そもそも、学習塾業界には過去2度の成熟期があったといわれる。

 1度目は1990年代半ば。学習塾の数も市場規模も通塾率もすべてピークを迎えた、言い換えれば頭打ちとなったときだ。このときは大手学習塾は個別指導への参入や中学受験部門の拡大などで再び成長へ舵を切ることができた。

 そして2度目の成熟期が2000年代半ばである。
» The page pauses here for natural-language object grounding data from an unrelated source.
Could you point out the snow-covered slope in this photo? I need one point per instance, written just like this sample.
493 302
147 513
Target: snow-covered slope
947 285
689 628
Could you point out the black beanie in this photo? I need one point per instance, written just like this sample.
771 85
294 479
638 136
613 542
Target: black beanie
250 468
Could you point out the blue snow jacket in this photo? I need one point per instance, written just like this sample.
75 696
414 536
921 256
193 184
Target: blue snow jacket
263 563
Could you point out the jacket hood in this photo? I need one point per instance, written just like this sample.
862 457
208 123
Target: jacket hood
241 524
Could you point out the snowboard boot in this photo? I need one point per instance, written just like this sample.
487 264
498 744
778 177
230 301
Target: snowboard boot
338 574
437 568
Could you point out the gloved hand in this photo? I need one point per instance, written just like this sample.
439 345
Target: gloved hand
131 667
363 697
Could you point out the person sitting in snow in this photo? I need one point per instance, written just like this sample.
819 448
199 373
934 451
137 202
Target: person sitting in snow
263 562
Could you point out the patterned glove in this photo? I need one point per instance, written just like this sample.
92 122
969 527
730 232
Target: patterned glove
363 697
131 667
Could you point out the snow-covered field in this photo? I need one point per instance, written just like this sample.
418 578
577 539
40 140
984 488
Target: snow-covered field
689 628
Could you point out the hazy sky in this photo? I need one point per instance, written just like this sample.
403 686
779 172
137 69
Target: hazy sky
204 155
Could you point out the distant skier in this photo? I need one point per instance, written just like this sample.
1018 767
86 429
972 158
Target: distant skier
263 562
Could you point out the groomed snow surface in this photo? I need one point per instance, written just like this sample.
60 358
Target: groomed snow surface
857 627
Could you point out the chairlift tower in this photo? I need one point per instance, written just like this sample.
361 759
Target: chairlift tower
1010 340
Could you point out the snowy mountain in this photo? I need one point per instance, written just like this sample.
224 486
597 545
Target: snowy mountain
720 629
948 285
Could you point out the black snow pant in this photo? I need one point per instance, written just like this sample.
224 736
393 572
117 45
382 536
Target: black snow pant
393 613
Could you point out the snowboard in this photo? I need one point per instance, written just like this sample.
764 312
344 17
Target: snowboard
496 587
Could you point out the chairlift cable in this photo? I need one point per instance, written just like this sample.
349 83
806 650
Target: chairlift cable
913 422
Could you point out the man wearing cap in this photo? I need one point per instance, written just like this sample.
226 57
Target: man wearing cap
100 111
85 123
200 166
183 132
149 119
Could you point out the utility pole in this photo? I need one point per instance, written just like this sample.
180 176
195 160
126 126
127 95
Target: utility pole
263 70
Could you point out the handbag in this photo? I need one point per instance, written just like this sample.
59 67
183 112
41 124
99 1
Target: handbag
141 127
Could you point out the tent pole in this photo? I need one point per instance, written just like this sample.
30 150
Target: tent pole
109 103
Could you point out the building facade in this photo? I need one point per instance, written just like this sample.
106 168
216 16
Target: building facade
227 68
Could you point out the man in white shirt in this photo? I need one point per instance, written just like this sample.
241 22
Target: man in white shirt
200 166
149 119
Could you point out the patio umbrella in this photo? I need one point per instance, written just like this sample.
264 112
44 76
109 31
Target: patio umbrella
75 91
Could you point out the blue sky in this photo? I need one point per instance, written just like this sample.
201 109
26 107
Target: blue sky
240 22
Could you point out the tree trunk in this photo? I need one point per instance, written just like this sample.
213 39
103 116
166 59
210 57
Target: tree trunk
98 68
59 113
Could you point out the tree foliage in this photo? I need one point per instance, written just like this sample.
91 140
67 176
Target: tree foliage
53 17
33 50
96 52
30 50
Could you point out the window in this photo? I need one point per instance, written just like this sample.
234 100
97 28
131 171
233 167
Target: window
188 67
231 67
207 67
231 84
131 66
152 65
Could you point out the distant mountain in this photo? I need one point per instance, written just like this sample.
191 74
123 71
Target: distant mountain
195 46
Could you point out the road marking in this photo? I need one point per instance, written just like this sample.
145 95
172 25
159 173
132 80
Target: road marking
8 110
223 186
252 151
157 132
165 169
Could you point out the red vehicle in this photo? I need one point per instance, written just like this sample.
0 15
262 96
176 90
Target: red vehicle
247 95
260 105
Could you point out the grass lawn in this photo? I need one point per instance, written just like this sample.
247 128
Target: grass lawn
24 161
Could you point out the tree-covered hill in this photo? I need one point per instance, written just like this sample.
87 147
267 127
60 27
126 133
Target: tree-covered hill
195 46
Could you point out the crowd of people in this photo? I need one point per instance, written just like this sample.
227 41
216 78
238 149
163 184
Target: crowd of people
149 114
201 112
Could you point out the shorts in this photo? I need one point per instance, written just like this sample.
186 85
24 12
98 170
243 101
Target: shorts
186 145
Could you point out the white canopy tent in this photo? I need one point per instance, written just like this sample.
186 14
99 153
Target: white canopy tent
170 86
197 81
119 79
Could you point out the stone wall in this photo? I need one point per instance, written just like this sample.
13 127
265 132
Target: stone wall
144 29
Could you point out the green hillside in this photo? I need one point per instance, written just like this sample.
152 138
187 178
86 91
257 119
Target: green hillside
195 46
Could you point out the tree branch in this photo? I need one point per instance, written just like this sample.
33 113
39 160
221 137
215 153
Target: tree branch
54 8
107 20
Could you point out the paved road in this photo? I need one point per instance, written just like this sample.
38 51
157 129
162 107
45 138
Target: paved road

少子化の影響が深刻化し、大手学習塾の売上高が再び頭打ちとなり、利益額も減少へと転じて現在に至っている。

 市場が縮むなか、大手は中小の市場を奪うことで、生き残ってきた。大手学習塾の売上高上位30社の市場シェアは、わずか4年で4.8ポイントも増えてきており、すでに市場の4分の1を占めるまでになっている。寡占化の勢いは激しい。

 業界が2回目の成熟期を迎えた2000年代半ばから、予備校・学習塾業界は再編の波にのまれ、合従連衡の時代に突入していった。今後も市場の縮小が続くのは必至だ。学習塾に再び成長へ舵を切る戦略がなければ、中小の淘汰の次に待ち受けるのは、大手同士の正面衝突である。